Patrick Massot (Apr 14 2020 at 20:52):

Did you use it for compact spaces that are not first countable (hence may be not sequentially compact)?

Patrick Massot (Apr 14 2020 at 20:54):

I'll probably put your proof in mathlib anyway. But the classical proof is nice to formalize.

Patrick Massot (Apr 14 2020 at 20:55):

I mean it's nicely frustrating (involving discussing finite subsets).

Sebastien Gouezel (Apr 14 2020 at 21:04):

No, always in metric spaces, of course.

Patrick Massot (Apr 15 2020 at 08:11):

Sebastien Gouezel said:

If every sequence in S has a converging subsequence, your set is clearly closed and bounded, therefore compact :)

I agree that the classical proof goes through the Lebesgue number for sequentially compact spaces, but for me this is more of a historical curiosity (maths de classes prépa, say). I definitely used the Lebesgue number lemma for compact spaces in real maths, so the existing version is the right one for me, but probably not for teaching purposes.

I should really ask for a formal proof each time someone claims something about math. I was so tired yesterday night that I believed Sébastien without thinking at all. This "proof" is of course a joke.

Kenny Lau (Apr 15 2020 at 08:15):

what's wrong with this proof?

Kenny Lau (Apr 15 2020 at 08:18):

the crucial step that I^n is compact follows easily from the fact that I is compact and product of compact spaces is compact

Patrick Massot (Apr 15 2020 at 08:45):

"closed and bounded, therefore compact" is wrong (Sébastien did put a smiley after this, but I was misled by the following paragraph).

Kenny Lau (Apr 15 2020 at 08:47):

I thought S is a subset of R^n

No, it's not.

Sebastien Gouezel (Apr 15 2020 at 09:23):

In your question, S was indeed a subset of R^n, therefore the proof works.
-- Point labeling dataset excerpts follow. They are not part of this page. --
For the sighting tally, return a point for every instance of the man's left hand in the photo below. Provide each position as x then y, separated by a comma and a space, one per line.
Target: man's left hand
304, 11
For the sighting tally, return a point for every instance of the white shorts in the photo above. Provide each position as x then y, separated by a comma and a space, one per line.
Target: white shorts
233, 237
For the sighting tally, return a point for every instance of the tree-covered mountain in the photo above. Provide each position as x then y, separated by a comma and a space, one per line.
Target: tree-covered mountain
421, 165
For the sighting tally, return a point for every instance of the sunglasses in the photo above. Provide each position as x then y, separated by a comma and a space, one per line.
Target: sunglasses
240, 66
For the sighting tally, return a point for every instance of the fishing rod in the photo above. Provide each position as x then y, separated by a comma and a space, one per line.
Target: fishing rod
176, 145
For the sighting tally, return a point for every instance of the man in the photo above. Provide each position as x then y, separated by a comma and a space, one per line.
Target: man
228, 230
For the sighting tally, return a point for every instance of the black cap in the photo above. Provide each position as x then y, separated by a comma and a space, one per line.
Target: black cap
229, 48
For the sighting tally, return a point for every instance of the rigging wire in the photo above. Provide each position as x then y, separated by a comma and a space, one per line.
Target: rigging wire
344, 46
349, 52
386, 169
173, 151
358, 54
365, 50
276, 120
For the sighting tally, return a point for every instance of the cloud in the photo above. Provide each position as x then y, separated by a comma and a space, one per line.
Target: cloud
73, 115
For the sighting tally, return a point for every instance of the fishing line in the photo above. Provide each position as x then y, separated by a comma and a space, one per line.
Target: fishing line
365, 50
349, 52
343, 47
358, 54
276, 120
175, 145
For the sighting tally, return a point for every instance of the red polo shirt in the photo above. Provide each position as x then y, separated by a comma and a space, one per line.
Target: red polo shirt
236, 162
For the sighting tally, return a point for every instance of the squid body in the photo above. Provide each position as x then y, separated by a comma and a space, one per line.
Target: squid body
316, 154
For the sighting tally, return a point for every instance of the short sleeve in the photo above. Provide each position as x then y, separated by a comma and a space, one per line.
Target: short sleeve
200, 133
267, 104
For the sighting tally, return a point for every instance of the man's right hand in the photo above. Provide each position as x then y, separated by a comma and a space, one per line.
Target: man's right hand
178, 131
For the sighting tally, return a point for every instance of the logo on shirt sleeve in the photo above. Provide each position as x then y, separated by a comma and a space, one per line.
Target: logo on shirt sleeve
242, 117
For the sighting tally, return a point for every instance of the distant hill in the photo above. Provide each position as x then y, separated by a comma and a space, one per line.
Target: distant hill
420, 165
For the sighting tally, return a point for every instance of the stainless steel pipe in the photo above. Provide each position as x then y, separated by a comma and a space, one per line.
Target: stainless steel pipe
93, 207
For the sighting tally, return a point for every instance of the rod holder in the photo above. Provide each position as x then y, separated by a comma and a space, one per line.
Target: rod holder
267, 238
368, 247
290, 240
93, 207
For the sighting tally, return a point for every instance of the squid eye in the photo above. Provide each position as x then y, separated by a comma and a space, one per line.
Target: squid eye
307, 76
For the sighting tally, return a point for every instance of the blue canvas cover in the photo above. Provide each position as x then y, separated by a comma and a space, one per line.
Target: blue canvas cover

But of course it doesn't work in the generality you would like, hence the smiley.

David Wärn (Apr 15 2020 at 09:53):

I guess you can replace "closed and bounded" with "complete and totally bounded" and deduce compactness by "lion-hunting", but Lebesgue number lemma is probably easier

Sebastien Gouezel (Apr 15 2020 at 09:54):

We already have that a complete totally bounded set is compact.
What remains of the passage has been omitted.